Créé par VICIS, une start-up basée à Seattle, le ZERO1 a été récompensé à de nombreuses reprises et est considéré aujourd'hui comme l'innovation la plus efficace dans le domaine depuis bien longtemps. Depuis son lancement sur le marché, 30 des 32 franchises de NHL et 30 équipes de NCAA l'ont essayé. Rien qu'en juillet, 12 équipes en ont commandé et VICIS a dû investir 10 millions de dollars supplémentaires pour continuer à grandir.

Mais ça ne veut pas dire que tous les problèmes sont résolus. Loin de là.

« Si les joueurs sont mentalement ou psychologiquement convaincus que le casque qu'ils portent est le meilleur possible, ils ont tendance à être moins prudents voire téméraires car ils se sentent plus protégés », explique Erik E. Swartz, professeur de kinésiologie à l'université du New Hampshire, également consultant pour le comité de la NFL spécialisé dans les blessures au cou, à la nuque et à la colonne vertébrale.

Swartz a longtemps étudié l'impact des équipements de protection sur la perception de leur sécurité. Et il a conclu de ses travaux qu'ils avaient une grande influence sur le rapport des joueurs au risque. Lorsqu'ils portent un casque, affirme le chercheur, « ils ne se rendent pas compte que même s'ils peuvent donner des coups de tête contre un mur sans ressentir de douleur, leur cerveau souffre malgré tout. » L'accumulation de ces chocs peut causer des dommages très graves à long terme, même si le joueur ne présente aucun signe de blessure ou de mauvaise santé.

Un casque VICIS à l'essai. Image: VICIS

Swartz milite pour une sensibilisation des joueurs aux risques qu'ils encourent en les privant de casque afin de mieux les responsabiliser. « L'idée, c'est que si tu leur enlèves leurs casques et que tu les forces à travailler leur technique lors des placages et des blocs, ils adopteront forcément des comportements plus adaptés et moins dangereux », assure le professeur.

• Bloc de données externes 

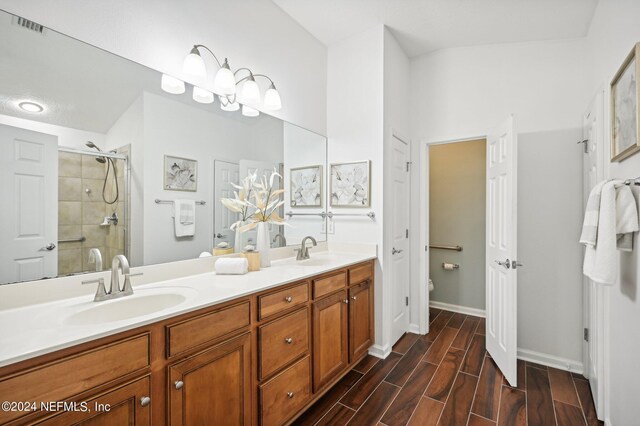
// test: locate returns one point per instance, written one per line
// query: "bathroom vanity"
(262, 357)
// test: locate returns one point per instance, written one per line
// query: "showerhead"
(101, 160)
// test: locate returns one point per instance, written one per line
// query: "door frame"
(420, 286)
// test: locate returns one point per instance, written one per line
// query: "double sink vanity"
(200, 349)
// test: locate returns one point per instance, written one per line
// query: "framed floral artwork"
(306, 186)
(351, 184)
(180, 174)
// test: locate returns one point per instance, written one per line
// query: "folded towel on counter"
(184, 214)
(591, 215)
(617, 220)
(232, 266)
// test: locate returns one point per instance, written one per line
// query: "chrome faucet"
(119, 263)
(96, 257)
(303, 251)
(283, 240)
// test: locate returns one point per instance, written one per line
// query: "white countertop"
(34, 330)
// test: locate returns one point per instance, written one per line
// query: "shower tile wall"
(81, 210)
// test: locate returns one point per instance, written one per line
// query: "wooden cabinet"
(127, 405)
(330, 342)
(212, 386)
(360, 320)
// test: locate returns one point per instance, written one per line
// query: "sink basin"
(141, 303)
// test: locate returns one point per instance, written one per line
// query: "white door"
(29, 190)
(501, 246)
(225, 174)
(261, 168)
(400, 255)
(594, 294)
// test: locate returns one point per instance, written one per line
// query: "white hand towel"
(231, 266)
(184, 218)
(626, 218)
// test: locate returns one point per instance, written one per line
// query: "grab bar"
(456, 248)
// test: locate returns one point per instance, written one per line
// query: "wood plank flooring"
(447, 378)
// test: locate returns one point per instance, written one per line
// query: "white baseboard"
(380, 351)
(551, 361)
(457, 308)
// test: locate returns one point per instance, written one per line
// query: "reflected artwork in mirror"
(84, 137)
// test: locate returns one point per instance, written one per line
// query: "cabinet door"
(330, 351)
(212, 387)
(122, 406)
(360, 319)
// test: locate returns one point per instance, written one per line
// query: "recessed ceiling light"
(31, 106)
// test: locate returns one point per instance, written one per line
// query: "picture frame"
(305, 186)
(625, 119)
(180, 174)
(350, 184)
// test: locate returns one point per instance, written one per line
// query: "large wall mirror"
(93, 155)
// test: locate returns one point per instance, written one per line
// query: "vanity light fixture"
(31, 107)
(172, 85)
(225, 83)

Dans une étude de 2015 là encore menée par Swartz et quelques uns de ses collègues publiée dans le Journal of Athletic Training, on découvre que les joueurs de foot US ayant joué sans casque à l'entraînement comme en match avaient subi 30% de chocs en moins sur la saison que leurs camarades. A partir de là, Swartz a développé un programme éducatif sans casque qui a été adopté par plusieurs institutions sportives américaines.

L'inconnue, c'est dans quelle mesure la généralisation de ce casque de dernière génération va rendre les joueurs encore plus téméraires ou inconscients. Ce qui ne signifie pas pour autant qu'il faille couper court à ces innovations, reconnaît Swartz.

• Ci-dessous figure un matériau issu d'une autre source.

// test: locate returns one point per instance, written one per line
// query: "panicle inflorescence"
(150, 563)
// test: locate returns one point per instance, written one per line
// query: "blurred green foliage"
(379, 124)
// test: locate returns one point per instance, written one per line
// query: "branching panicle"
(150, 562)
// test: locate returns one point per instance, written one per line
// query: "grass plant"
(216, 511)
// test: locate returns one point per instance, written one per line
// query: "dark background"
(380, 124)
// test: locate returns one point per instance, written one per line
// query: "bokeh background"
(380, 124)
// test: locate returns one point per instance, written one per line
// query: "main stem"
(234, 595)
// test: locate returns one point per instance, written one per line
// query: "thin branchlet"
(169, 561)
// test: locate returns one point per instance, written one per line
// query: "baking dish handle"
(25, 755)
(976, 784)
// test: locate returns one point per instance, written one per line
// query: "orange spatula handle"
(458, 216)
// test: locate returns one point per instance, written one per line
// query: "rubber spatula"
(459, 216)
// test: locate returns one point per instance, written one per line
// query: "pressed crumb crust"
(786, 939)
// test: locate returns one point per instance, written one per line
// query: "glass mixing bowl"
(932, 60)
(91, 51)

Le co-fondateur de VICIS est neurochirurgien et s'appelle Sam Bowd. Il est convaincu qu'un foot US moins dangereux passe obligatoirement à la fois par des innovations technologiques mais aussi par une sensibilisation des joueurs aux comportements à risque : « Ces réflexions technologiques resteront inutiles si les joueurs et les règles ne changent pas. »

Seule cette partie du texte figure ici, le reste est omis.